La certification et la traçabilité deviennent essentielles pour les transformateurs vietnamiens
Les transformateurs vietnamiens font face à des exigences accrues sur l’origine légale du bois, la traçabilité et les émissions dans les marchés d’exportation. La filière doit aussi sécuriser le bois d’acacia mature face à la concurrence des acheteurs de plaquettes.
Les marchés d’exportation exigent des preuves
La certification, la traçabilité et les données d’émissions deviennent des conditions essentielles pour l’industrie vietnamienne du bois à mesure que les marchés d’exportation durcissent leurs règles. Báo Đầu tư rapporte que la légalité des matières premières, la gestion durable des forêts, la traçabilité et la réduction des gaz à effet de serre ont dominé un forum consacré aux approvisionnements durables pour la transformation avancée du bois.
Bùi Thị Nha Trang, responsable de la certification des normes de durabilité chez Control Union Vietnam, a expliqué que le règlement européen contre la déforestation, RED III, les engagements de neutralité carbone et les normes ESG modifient les chaînes mondiales des produits forestiers. Les acheteurs ne jugent plus seulement le produit fini : ils demandent des données prouvant son origine légale, sa traçabilité et son empreinte carbone.
Le commerce des produits forestiers passe ainsi de relations fondées sur la confiance à des preuves documentées. Les référentiels internationaux FSC, PEFC, ISCC, GGL et SBP deviennent donc des composantes de la gestion des approvisionnements, et non plus de simples certificats obtenus pour certains clients.
Les plaquettes concurrencent la transformation avancée
Phạm Đình Thắng, président de Triệu Thái Sơn, a identifié comme principal obstacle un approvisionnement stable en matières premières légales et de qualité suffisante. Selon lui, les transformateurs affrontent une forte concurrence des sites achetant du bois pour les plaquettes, tandis que la récolte répandue de jeunes acacias fragilise l’offre destinée aux produits à plus forte valeur.
L’écart de valeur est important. D’après Thắng, environ 3 tonnes d’acacia frais génèrent près de 3 millions de dôngs lorsqu’elles sont exportées sous forme de plaquettes. Leur transformation en granulés rapporte environ 6 millions de dôngs, tandis que leur utilisation dans le contreplaqué et d’autres produits avancés, avec valorisation des coproduits, peut dépasser 20 millions de dôngs.
Triệu Thái Sơn propose de mieux contrôler les achats de matières premières, de limiter la récolte des forêts immatures, d’encourager le bois de grand diamètre et de créer une base numérique sur les zones de production et l’origine. Ces mesures aideraient les transformateurs à conserver davantage de valeur ajoutée au Vietnam et à prouver leur conformité sur les marchés d’exportation.
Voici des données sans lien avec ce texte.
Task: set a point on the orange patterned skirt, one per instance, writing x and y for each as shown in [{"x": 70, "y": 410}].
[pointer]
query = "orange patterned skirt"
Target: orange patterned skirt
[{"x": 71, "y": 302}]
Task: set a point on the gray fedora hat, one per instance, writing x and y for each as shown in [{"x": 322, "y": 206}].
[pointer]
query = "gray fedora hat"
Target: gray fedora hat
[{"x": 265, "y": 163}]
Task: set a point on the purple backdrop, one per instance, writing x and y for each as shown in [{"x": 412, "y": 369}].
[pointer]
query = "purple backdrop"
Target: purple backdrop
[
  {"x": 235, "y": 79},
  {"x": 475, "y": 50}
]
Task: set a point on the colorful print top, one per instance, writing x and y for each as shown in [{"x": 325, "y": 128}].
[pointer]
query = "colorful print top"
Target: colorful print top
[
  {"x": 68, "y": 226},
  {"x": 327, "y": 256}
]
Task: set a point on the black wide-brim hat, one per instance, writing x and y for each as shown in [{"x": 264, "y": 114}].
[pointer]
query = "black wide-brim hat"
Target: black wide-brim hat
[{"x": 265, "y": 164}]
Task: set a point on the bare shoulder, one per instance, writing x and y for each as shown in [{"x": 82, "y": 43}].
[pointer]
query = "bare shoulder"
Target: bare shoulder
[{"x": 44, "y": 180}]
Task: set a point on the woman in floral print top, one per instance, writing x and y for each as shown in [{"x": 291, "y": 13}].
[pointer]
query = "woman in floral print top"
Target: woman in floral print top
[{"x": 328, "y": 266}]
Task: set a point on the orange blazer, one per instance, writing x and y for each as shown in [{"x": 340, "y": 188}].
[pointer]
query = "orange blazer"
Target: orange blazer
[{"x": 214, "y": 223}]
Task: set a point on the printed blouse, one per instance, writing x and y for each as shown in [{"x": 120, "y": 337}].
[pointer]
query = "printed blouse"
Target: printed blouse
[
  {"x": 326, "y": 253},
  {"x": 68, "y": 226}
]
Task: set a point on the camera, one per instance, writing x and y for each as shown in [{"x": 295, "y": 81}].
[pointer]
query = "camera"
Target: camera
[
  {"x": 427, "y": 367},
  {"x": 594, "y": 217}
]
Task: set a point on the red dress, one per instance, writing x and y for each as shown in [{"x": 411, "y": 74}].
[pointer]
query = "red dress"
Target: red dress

L’empreinte carbone devient un attribut du produit
Đoàn Văn Tỉnh, président de MDF Mekong, a demandé que soient levés les obstacles liés aux zones d’approvisionnement, aux politiques publiques et au soutien à la transformation avancée. Il préconise des liens plus étroits entre sylviculteurs, entreprises et autorités, ainsi que des conditions favorisant l’investissement technologique plutôt que l’exportation de matières premières peu valorisées. Nguyễn Thế Mai, directeur général de May Forestry Joint Stock Company, a également défendu des zones forestières durables, une coopération renforcée avec les producteurs et des mécanismes d’investissement à long terme.
La gestion des émissions devient un autre critère de compétitivité. Selon Control Union Vietnam, de nombreux groupes internationaux demandent déjà à leurs fournisseurs de déclarer leurs émissions de gaz à effet de serre, notamment celles du scope 3 dans toute la chaîne de valeur. L’empreinte carbone pourrait ainsi devenir une caractéristique des produits en bois au même titre que la qualité et le prix.
Les experts cités par Báo Đầu tư estiment que les zones gérées durablement, les chaînes d’approvisionnement numériques, les inventaires d’émissions conformes aux normes internationales et les projets de crédits carbone peuvent ouvrir l’accès à des marchés plus rémunérateurs et créer de nouveaux revenus. L’avantage des producteurs vietnamiens dépendra davantage de données vérifiables, de bois durable et de transformation avancée que des seuls coûts de main-d’œuvre ou capacités de production.